General and administrative (G&A) expenses in the third quarter of 2019 were $1.4 million, as compared to $2.4 million in the same quarter last year. This decrease was primarily due to lower expenses associated with professional fees and rent.
Total other income for the third quarter of 2019 was $0.4 million, as compared to total other expense of $0.6 million in the same period the prior year. This change was primarily due to $1.0 million of higher income related to the change in the fair value of the stock option liabilities in 2019 compared to 2018.

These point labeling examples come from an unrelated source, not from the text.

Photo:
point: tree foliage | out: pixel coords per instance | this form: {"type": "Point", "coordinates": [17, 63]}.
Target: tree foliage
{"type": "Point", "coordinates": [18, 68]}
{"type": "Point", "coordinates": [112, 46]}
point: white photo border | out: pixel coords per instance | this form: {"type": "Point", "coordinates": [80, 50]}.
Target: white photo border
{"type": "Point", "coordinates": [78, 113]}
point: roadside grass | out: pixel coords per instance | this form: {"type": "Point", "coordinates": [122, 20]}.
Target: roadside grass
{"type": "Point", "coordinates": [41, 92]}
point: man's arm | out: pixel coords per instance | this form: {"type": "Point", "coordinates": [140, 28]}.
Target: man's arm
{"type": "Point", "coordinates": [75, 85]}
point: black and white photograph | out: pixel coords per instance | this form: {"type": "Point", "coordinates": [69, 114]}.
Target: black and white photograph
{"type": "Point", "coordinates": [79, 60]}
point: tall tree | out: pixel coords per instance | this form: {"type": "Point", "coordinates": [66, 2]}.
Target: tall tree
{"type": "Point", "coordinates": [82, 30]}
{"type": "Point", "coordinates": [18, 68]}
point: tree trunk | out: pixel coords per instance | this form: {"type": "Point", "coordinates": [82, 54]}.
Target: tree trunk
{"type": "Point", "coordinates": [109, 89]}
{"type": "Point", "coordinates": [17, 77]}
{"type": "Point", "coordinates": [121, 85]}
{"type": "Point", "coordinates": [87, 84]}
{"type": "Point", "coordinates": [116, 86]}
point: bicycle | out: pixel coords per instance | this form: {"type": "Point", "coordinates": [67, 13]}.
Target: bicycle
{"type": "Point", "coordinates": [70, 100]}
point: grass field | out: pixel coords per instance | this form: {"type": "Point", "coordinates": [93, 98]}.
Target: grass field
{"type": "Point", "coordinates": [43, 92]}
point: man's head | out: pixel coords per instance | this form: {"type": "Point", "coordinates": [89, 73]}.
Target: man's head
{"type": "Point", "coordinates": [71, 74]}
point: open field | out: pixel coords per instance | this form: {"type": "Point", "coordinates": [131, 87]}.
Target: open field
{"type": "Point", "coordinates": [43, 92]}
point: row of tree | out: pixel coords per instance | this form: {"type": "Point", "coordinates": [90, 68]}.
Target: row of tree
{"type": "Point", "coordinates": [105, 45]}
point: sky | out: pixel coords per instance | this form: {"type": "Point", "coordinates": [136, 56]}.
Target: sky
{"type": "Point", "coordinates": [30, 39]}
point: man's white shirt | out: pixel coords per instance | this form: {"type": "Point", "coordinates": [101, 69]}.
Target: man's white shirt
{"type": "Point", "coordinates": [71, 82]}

Net loss for the third quarter of 2019 was $2.8 million, compared to a net loss of $3.6 million for the same period in 2018. The decrease in net loss in the third quarter of 2019 was due primarily to lower net R&D and G&A expenses, as well as change in the fair value of the stock option liabilities previously cited, offset by the one-time litigation settlement gain that was recorded in the third quarter of 2018.